O livro, no entanto, vai muito além dos altos e baixos da vida do personagem, retratando o impacto sofrido por quem viveu os anos 80 e 90 e tem de lidar com o mundo das primeiras décadas dos 2000. O avanço de uma globalização excludente, a precarização do trabalho, o desmonte do Estado de Bem-Estar Social e a imigração em massa de pessoas vindas dos países que foram depenados pela exploração do colonialismo e por guerras: tudo isso está la.

Vernon é um cinquentão que foi dono de uma loja de vinis e, depois, de CDs, que acabou indo à falência com a chegada do Napster. O lugar marcou época na cena rock de Paris, mas, após fechar as portas, ele conseguiu pagar as contas por apenas um ano. E para isso usou do e-bay para vender os discos restantes e itens de colecionador.

Ainda conseguiu ter uma sobrevida financeira graças a ajuda de um amigo, Alex Bleach, antigo frequentador da loja que acabou virando estrela do rock, que pagou seu aluguel por dois anos. Mas Bleach acaba morrendo de uma overdose e o amigo falido fica na pior. Não apenas por causa disso, mas também porque viu vários outros camaradas morrerem em um curto intervalo de tempo.

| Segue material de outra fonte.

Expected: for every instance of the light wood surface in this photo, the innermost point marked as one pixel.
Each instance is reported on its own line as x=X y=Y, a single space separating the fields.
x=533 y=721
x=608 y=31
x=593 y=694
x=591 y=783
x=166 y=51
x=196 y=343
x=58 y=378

Sem dinheiro pra pagar as contas e deprimido com as perdas e o mundo ao seu redor, ele acaba sendo despejado. Na hora de ser colocado pra fora, consegue juntar apenas poucos pertences e três figas VHS gravadas pelo próprio Bleach, com um longo autodepoimento. Apesar de nunca tê-las assistido, ele pressente que elas podem ter algum valor.

Com apenas uma mochila nas costas, Vernon vai a cafés e restaurantes aproveitar o wi-fi para abrir o Facebook e procurar por amigos que talvez possam abrigá-lo por algumas noites. É a partir daí que Despentes vai engendrar um painel da França contemporânea. Um dos primeiros a ser procurado por Vernon é um cineasta frustrado, Xavier, para quem ele conta a história das fitas. É assim que a notícia do último depoimento da estrela do rock começa a se espalhar.

A perspectiva de Xavier vai oferecer um amargo retrato da indústria cinematográfica francesa. Após isso, os encontros do protagonista vão proporcionar o mesmo no que diz respeito à indústria da música, do mercado financeiro e das redes sociais – sempre do ponto de vista de um personagem diferente. E o que quase todos têm em comum é um mal disfarçado ressentimento, talvez causado por uma sociedade que lhes tirou o chão de proteções contra o mercado e que assistiu a instituições que proporcionavam identidades sólidas se esfacelarem aos pés dos indivíduos.

Os personagens também se revelam de algum modo insatisfeitos ou oprimidos com a vida que levam, no entanto a autora não poupa quase ninguém e constrói retratos nos quais, mesmo quando eles são mostrados como vítimas, também se revelam capazes de violências ou tentam se aproveitar de quem podem. Isso quando não são abertamente predadores, racistas ou alpinistas sociais. Com o tempo, várias dessas pessoas vão passar a procurar por Vernon, por motivações diferentes, mas relacionadas em alguma medida às fitas que Alex Bleach gravou e que ele possui.

Despentes constrói uma narrativa ágil e consegue isso mesmo fazendo mudanças constantes do ponto de vista, que a cada capítulo varia de Vernon para outros personagens. Ela usa intensamente do discurso indireto livre, sem abdicar, no entanto, de um narrador (em 3ª pessoa) que emite suas opiniões, frequentemente corrosivas, e em outros momentos mais compreensivas, mas sempre diretas. Assim, deu vida a um romance dinâmico, esteticamente instigante e tristemente atual.

Ficha técnica
A vida de Vernon Subutex – vol. 1 [2015]
Virginie Despentes (França, 1969 – )
Companhia das Letras, 2019, 336 páginas.